Kejaksaan telah mengeluarkan Peraturan Kejaksaan RI Nomor 15 Tahun 2020 tentang Penghentian Penuntutan Berdasarkan Keadilan Restoratif sebagai bentuk kristalisasi penerapan hukum berdasarkan Hati Nurani.
BACA JUGA:
Selain itu, dua dari tujuh Perintah Harian Jaksa Agung Tahun 2021 yang disampaikan pada Hari Bhakti Adhyaksa ke-61 menjadi pengingat bagi seluruh pegawai kejaksaan, yakni "Gunakan hati nurani dalam setiap pelaksanaan tugas dan kewenangan, serta perintah untuk "Jaga marwah institusi dengan bekerja secara cerdas, integritas, profesional dan berhati nurani".

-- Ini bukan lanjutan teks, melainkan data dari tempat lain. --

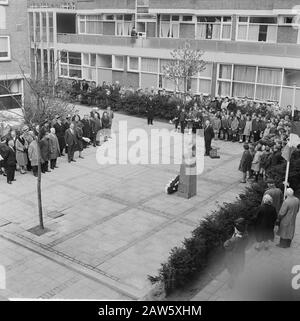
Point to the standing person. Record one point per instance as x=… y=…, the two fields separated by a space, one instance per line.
x=235 y=249
x=182 y=120
x=150 y=110
x=242 y=124
x=208 y=137
x=265 y=223
x=45 y=153
x=10 y=162
x=60 y=129
x=33 y=156
x=54 y=148
x=21 y=154
x=176 y=117
x=275 y=193
x=71 y=142
x=287 y=219
x=245 y=163
x=3 y=151
x=255 y=128
x=216 y=123
x=111 y=117
x=256 y=162
x=105 y=125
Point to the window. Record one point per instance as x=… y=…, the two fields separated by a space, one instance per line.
x=257 y=29
x=71 y=64
x=4 y=48
x=258 y=83
x=214 y=27
x=2 y=17
x=119 y=62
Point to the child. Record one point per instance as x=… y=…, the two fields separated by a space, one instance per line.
x=235 y=249
x=245 y=163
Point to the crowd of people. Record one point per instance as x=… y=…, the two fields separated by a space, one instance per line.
x=62 y=135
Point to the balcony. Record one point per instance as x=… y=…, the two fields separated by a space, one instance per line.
x=263 y=49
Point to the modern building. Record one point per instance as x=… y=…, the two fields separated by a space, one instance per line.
x=14 y=52
x=252 y=47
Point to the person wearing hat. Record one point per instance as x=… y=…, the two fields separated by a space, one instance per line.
x=235 y=250
x=245 y=163
x=21 y=147
x=287 y=219
x=275 y=193
x=60 y=129
x=265 y=223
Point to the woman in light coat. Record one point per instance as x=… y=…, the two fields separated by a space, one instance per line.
x=54 y=148
x=33 y=157
x=21 y=155
x=248 y=129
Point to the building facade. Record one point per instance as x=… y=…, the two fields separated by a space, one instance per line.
x=252 y=47
x=14 y=52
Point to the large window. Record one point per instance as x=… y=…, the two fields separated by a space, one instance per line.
x=214 y=27
x=4 y=48
x=10 y=94
x=257 y=29
x=258 y=83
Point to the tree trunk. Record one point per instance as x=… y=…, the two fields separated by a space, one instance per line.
x=39 y=185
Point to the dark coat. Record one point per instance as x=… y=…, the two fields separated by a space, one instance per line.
x=246 y=162
x=60 y=130
x=10 y=158
x=209 y=133
x=265 y=222
x=150 y=110
x=235 y=249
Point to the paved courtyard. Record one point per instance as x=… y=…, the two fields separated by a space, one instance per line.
x=110 y=226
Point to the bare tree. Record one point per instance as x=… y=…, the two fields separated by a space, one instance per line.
x=186 y=63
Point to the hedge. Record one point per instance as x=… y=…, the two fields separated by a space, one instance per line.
x=189 y=260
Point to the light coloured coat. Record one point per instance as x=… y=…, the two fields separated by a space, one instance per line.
x=21 y=155
x=287 y=217
x=33 y=153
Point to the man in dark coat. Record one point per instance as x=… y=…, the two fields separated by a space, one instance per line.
x=150 y=111
x=86 y=129
x=71 y=142
x=10 y=162
x=60 y=129
x=265 y=223
x=208 y=137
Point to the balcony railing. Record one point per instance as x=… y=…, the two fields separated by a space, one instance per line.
x=264 y=49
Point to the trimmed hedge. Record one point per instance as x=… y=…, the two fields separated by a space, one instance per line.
x=190 y=260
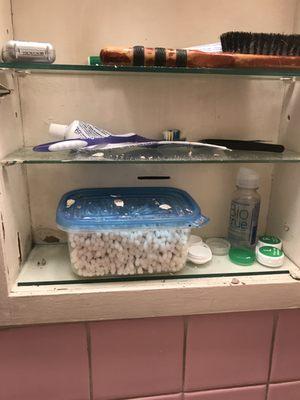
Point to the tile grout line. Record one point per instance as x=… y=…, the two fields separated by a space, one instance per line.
x=275 y=323
x=89 y=351
x=185 y=327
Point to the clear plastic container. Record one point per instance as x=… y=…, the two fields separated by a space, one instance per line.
x=128 y=231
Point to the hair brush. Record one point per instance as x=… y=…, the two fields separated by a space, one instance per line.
x=272 y=44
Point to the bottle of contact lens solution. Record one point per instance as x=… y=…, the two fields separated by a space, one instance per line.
x=244 y=210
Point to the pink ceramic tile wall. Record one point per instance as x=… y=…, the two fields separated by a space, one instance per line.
x=240 y=356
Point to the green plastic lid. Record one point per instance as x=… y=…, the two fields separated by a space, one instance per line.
x=271 y=251
x=241 y=256
x=269 y=239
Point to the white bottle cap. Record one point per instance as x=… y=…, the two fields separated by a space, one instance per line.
x=247 y=179
x=218 y=246
x=199 y=253
x=58 y=129
x=193 y=239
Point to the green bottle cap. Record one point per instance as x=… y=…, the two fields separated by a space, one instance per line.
x=269 y=240
x=241 y=256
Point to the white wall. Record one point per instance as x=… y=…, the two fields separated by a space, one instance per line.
x=200 y=106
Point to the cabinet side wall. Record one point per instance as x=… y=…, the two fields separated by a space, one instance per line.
x=15 y=227
x=284 y=215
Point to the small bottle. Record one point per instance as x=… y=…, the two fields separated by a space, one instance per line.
x=244 y=210
x=77 y=129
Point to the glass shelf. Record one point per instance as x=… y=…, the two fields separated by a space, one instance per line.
x=95 y=69
x=50 y=265
x=142 y=155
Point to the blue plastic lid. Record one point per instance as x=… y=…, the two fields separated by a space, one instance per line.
x=122 y=208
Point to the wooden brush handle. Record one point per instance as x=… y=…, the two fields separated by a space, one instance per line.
x=148 y=56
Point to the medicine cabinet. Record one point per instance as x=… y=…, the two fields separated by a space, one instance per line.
x=37 y=284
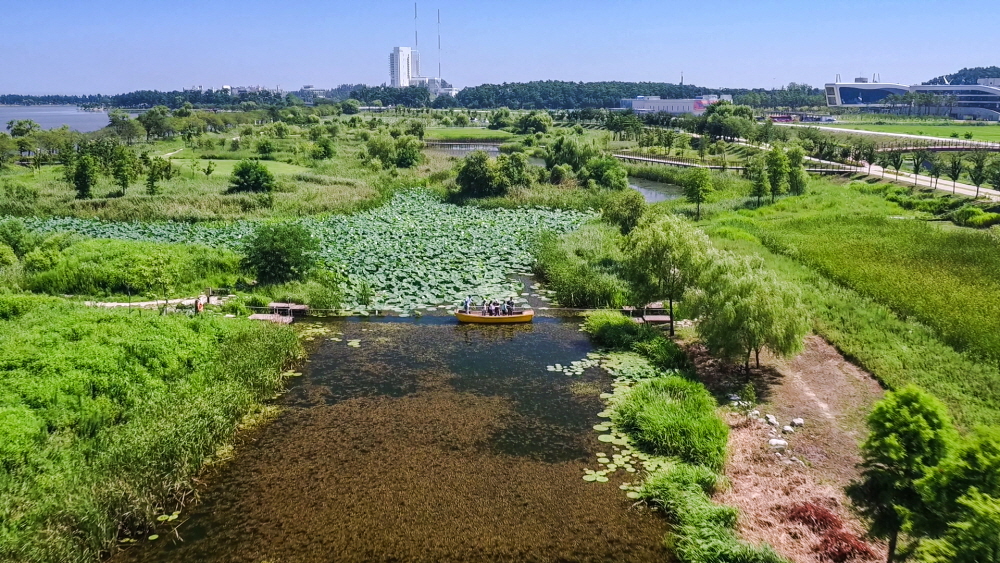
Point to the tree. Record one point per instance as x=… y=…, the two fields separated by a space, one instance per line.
x=935 y=167
x=974 y=465
x=125 y=167
x=756 y=171
x=910 y=431
x=798 y=180
x=157 y=169
x=895 y=159
x=251 y=176
x=917 y=160
x=992 y=173
x=22 y=127
x=84 y=176
x=663 y=259
x=743 y=308
x=478 y=177
x=280 y=253
x=606 y=172
x=777 y=171
x=697 y=187
x=954 y=169
x=265 y=148
x=977 y=172
x=624 y=209
x=972 y=538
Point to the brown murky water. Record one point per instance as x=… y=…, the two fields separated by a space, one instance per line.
x=431 y=442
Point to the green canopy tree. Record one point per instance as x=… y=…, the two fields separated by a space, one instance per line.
x=743 y=308
x=624 y=209
x=663 y=258
x=777 y=171
x=954 y=169
x=756 y=171
x=697 y=188
x=280 y=252
x=910 y=431
x=973 y=538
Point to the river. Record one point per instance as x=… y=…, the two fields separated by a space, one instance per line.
x=52 y=117
x=428 y=442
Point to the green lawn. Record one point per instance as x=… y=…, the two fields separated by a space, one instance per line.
x=466 y=133
x=979 y=132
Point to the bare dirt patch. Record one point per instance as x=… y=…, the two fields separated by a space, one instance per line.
x=832 y=396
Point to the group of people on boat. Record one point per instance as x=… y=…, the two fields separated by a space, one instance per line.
x=492 y=307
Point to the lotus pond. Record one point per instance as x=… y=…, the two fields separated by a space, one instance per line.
x=415 y=252
x=424 y=440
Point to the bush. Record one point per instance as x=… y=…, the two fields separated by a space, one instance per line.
x=280 y=253
x=251 y=176
x=582 y=267
x=108 y=415
x=674 y=417
x=704 y=531
x=624 y=209
x=606 y=172
x=100 y=267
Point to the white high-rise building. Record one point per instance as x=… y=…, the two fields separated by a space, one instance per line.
x=404 y=66
x=399 y=67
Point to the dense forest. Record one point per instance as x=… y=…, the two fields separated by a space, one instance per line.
x=967 y=75
x=549 y=94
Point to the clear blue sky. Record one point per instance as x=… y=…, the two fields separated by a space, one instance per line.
x=112 y=46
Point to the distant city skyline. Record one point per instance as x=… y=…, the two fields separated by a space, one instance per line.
x=112 y=46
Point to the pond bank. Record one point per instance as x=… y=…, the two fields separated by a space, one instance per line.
x=428 y=441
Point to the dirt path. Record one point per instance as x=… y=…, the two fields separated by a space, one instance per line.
x=832 y=396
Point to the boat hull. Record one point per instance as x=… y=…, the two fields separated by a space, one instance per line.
x=522 y=317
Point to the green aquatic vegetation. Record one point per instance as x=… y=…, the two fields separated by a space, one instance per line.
x=414 y=252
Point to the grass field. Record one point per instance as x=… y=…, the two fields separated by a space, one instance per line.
x=979 y=132
x=105 y=417
x=466 y=133
x=901 y=297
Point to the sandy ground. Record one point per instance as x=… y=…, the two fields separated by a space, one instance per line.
x=833 y=397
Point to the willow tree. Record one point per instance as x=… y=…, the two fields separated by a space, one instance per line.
x=663 y=258
x=744 y=309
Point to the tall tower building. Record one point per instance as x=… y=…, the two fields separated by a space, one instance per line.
x=401 y=67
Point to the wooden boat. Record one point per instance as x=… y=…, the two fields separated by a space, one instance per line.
x=524 y=316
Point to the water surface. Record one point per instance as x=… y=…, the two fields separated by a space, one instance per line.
x=53 y=117
x=430 y=442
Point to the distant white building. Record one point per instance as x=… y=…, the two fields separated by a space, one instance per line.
x=404 y=65
x=655 y=104
x=404 y=71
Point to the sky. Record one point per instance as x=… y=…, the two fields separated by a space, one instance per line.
x=114 y=46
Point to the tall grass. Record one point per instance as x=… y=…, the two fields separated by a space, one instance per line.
x=582 y=266
x=674 y=417
x=106 y=417
x=100 y=267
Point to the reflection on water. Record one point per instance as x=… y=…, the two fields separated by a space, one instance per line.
x=431 y=441
x=655 y=191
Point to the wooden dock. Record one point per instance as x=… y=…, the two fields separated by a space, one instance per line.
x=272 y=317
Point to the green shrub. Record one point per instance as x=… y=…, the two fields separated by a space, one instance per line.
x=705 y=531
x=101 y=267
x=105 y=417
x=280 y=252
x=582 y=266
x=675 y=417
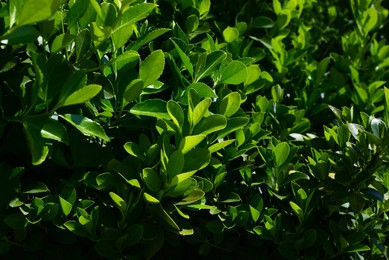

"Kejaksaan adalah man of law. Pejabat yang paham dan mengerti bagaimana hukum itu diterapkan. Saya yakin jika kita telah cermat dalam membaca kelengkapan formil dan materiil serta konsisten menggunakan hati nurani sebagai dasar pertimbangan dalam setiap proses penuntutan, Kejaksaan akan mampu menghadirkan keadilan hukum yang membawa manfaat dan sekaligus kepastian hukum untuk semua pihak," ujar Burhanuddin.
Dalam paparannya, Jaksa Agung juga menyampaikan hasil evaluasi sejak diberlakukannya keadilan restoratif tanggal 22 Juli 2020 sampai dengan tanggal 1 Juni 2021, berdasarkan laporan yang diterima oleh Jaksa Agung RI, terdapat sebanyak 268 perkara yang berhasil dihentikan berdasarkan keadilan restoratif.
Ada pun tindak pidana yang paling banyak diselesaikan dengan pendekatan keadilan restoratif adalah tindak pidana penganiayaan, pencurian, dan lalu lintas.
"Data ini seharusnya membuat jaksa tersentak karena ternyata selama ini banyak pencari keadilan dan banyak perkara-perkara seperti Nenek Minah dan Kakek Samirin yang tidak diekpos oleh media yang telah mendapat perlakuan hukum yang tidak pantas dan tidak seyogianya diteruskan ke pengadilan," ungkap Burhanuddin.